Inaugurada em 1963, a estátua é alvo de críticas pelo papel de Borba Gato no avanço colonizador ao interior do país na época da mineração, tomando terras e escravizando indígenas e negros. A estátua tem 13 metros de altura e levou seis anos para ficar pronta. A obra do escultor Julio Guerra (1912- 2001) já havia sido pichada em 2016, junto com o Monumento às Bandeiras, outro símbolo da exploração colonial brasileira na cidade. Diversos grupos pedem a derrubada da estátua, em um movimento que ganhou força no ano passado após decapitações e demolições de símbolos escravagistas nos Estados Unidos impulsionadas pela onda de protestos antirracistas gerada pela morte de George Floyd.

“Borba Gato, bandeirante, foi um escravocrata responsável pela morte de povos indígenas durante a interiorização do território brasileiro. Hoje, a estátua Borba Gato, situada no bairro de nome homônimo, no distrito de Santo Amaro, presta homenagem à sua biografia genocida”, descreve uma das petições on-line direcionadas à Secretaria Municipal de Cultura cobrando a retirada da estátua. “Nós, Guarani das aldeias de São Paulo, nos sentimos humilhados todas as vezes que passamos ao lado dessa estátua. Borba Gato foi um assassino de povos indígenas e não pode ser considerado um herói”, argumenta outro abaixo-assinado.

Nas redes sociais, o grupo Revolução Periférica também aparece colando cartazes em pontos da cidade com a pergunta: “Você sabe quem foi Borba Gato?”

A Polícia Civil informou que prendeu na madrugada desde domingo um dos suspeitos, ao identificar o motorista do caminhão que conduziu parte do grupo até local e transportou os pneus. Segundo a Secretaria da Segurança Pública do Estado, a placa do veículo foi adulterada, e as investigações prosseguem para identificar e localizar os demais envolvidos.

Como contou a reportagem do EL PAÍS em 2017, a figura dos bandeirantes como símbolo paulista ganhou força na época da Revolução de 1932, quando os governantes precisava de argumentos para unir a população em torno de um sentimento comum. Assim, o bandeirante começou a ser retratado como um herói, em detrimento da história dos mais de 300.000 índios capturados e escravizados pelas bandeiras.

“A simbologia dessas homenagens tem valor e mesmo que ela não seja tão representativa como foi no passado, ainda fortalece a lembrança. Não faz sentido ter esses símbolos.
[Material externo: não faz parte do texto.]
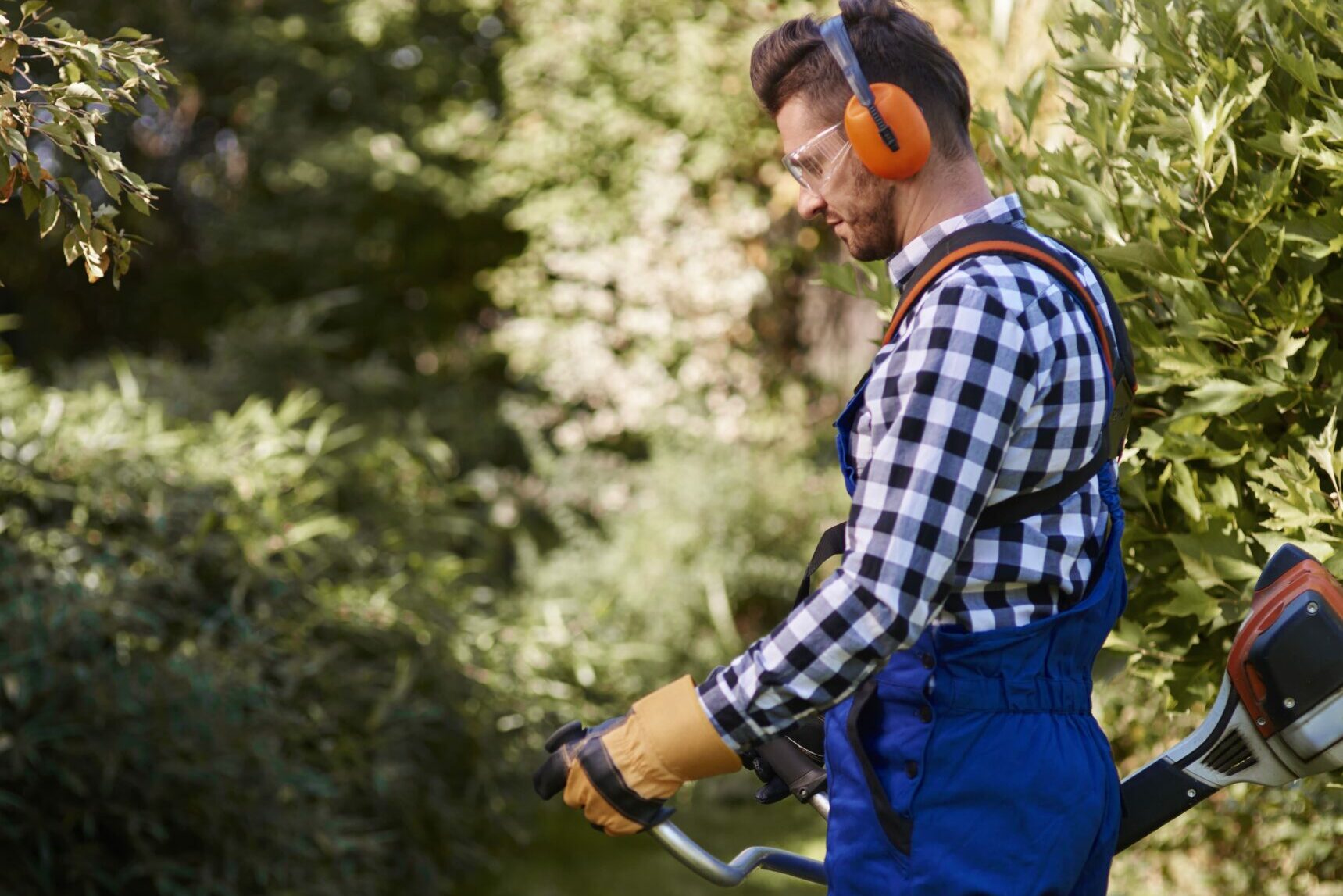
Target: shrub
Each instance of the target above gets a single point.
(229, 661)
Eles deveriam ser derrubados”, afirmou à época o professor Jurandir Augusto Martim, índio guarani.

Em uma publicação nas redes sociais em junho de 2020, o jornalista e escritor Laurentino Gomes, autor dos dois volumes de Escravidão (Globo Livros), declarou ser contra a demolição das estátuas e outros monumentos que representam figuras hoje criticadas e revistas por pesquisadores. “Estátuas, prédios, palácios e outros monumentos são parte do patrimônio histórico. Devem ser preservados como objetos de estudo e reflexão”, escreveu.
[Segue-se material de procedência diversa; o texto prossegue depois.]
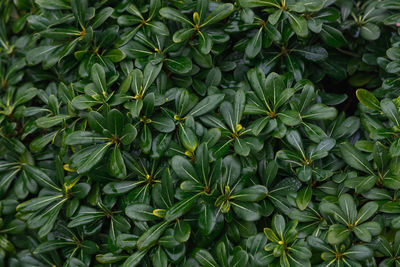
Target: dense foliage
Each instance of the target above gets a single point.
(199, 133)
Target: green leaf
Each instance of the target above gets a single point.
(38, 54)
(206, 105)
(52, 245)
(79, 8)
(290, 117)
(40, 177)
(390, 111)
(188, 138)
(250, 194)
(218, 14)
(134, 259)
(204, 258)
(183, 34)
(99, 78)
(304, 197)
(150, 237)
(337, 234)
(150, 73)
(298, 24)
(320, 112)
(140, 212)
(254, 45)
(179, 65)
(118, 188)
(247, 211)
(368, 99)
(48, 122)
(182, 231)
(370, 31)
(205, 42)
(173, 14)
(332, 37)
(355, 158)
(86, 159)
(116, 165)
(180, 208)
Segundo o Corpo de Bombeiros, o fogo foi localizado e controlado rapidamente, sem causar outros danos na região. O ato ocorre num dia de protestos contra o Governo de Jair Bolsonaro. Segundo a Secretaria da Segurança, a Polícia Civil e a Polícia Militar buscam “imagens e informações que possam ajudar na identificação e localização dos autores do ato de vandalismo”.

Reportagem atualizada às 15h40 de domingo, 25 de julho, para informar sobre a prisão de um dos suspeitos.